HuffPo recently celebrated a testament to the large, engaged audience it has attracted: its 100 millionth comment last weekend.
The online newspaper now averages more than 175,000 comments per day, and the site received more than 4.45 million comments last month alone, says founder Arianna Huffington.
In a phone interview with Mashable, Huffington attributed HuffPo‘s success to several factors, the chief being pre-moderation of comments.
“From the first day when we had hardly any resources to spend on it, we committed ourselves to moderating comments,” Huffington says.
HuffPo employs 30 human moderators who work alongside “Julia,” a backend moderator that algorithmically filters out comments that don’t belong on the site.
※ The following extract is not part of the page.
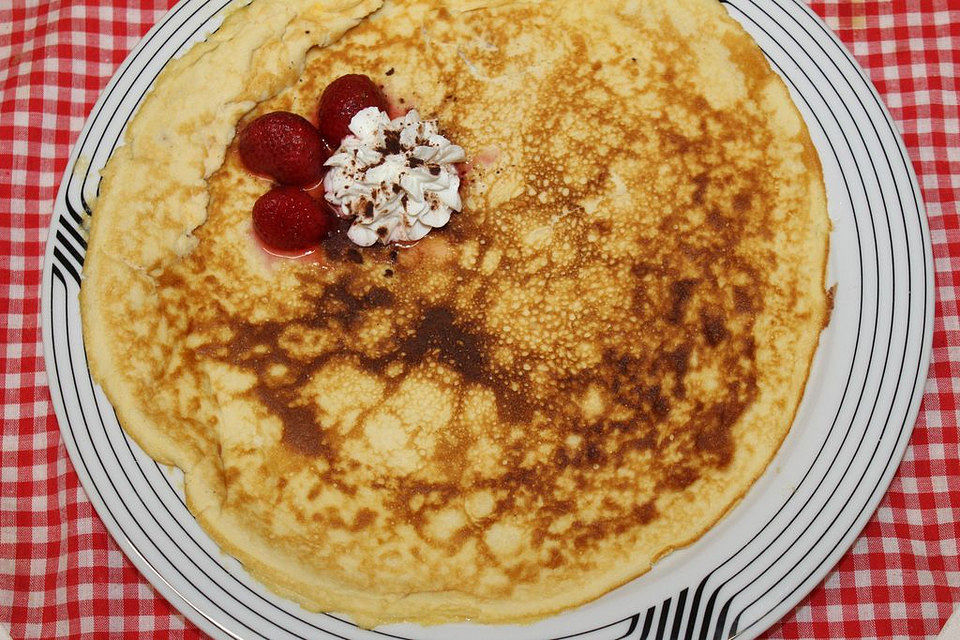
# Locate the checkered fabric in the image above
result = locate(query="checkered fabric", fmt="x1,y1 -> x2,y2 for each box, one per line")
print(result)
0,0 -> 960,639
They keep trolls and offensive remarks out of the comment sections and work to quickly approve posts so that there isn’t a long gap between submitting a comment and it appearing on the site.
Although moderation goes a long way toward ensuring the quality of the comments, HuffPo also does an excellent job of surfacing the remarks that are most relevant to individual readers. If you connect to Huffingtonpost.com using your Facebook or Twitter login, you’ll see comments posted by people in your network above regular comments. This allows for high-frequency group debate amid the broader public conversation.
The rest of the comments are displayed not chronologically, but ordered by popularity and a user’s commenting history.
Recognition is another important factor, says Huffington. Readers can earn badges and privileges (such as the ability to author posts using rich text) for sharing and commenting on content. Soon, Huffington Post CTO Paul Berry says, users will be able to award each other badges to recognize commenters who are funny (“LOL” badge) and insightful (“pundit” badge). Leaderboards will also show commenters that are worth following.
There is also, of course, a certain je ne sais quoi to HuffPo‘s commenting success — something about the tone, Huffington suggests, that makes readers want to comment.
“We have a certain attitude, a certain playfulness in the way we do headlines for instance, that makes people want to be more engaged,” Huffington says. Questions and other types of prompts at the end of posts also help get the conversation going.
“People no longer want to passively sit back and be served up news, information and entertainment. They want to engage with a story, react to it, add to it and share it,” she explains.
The Huffington Post, it appears, has given people a platform to do exactly that.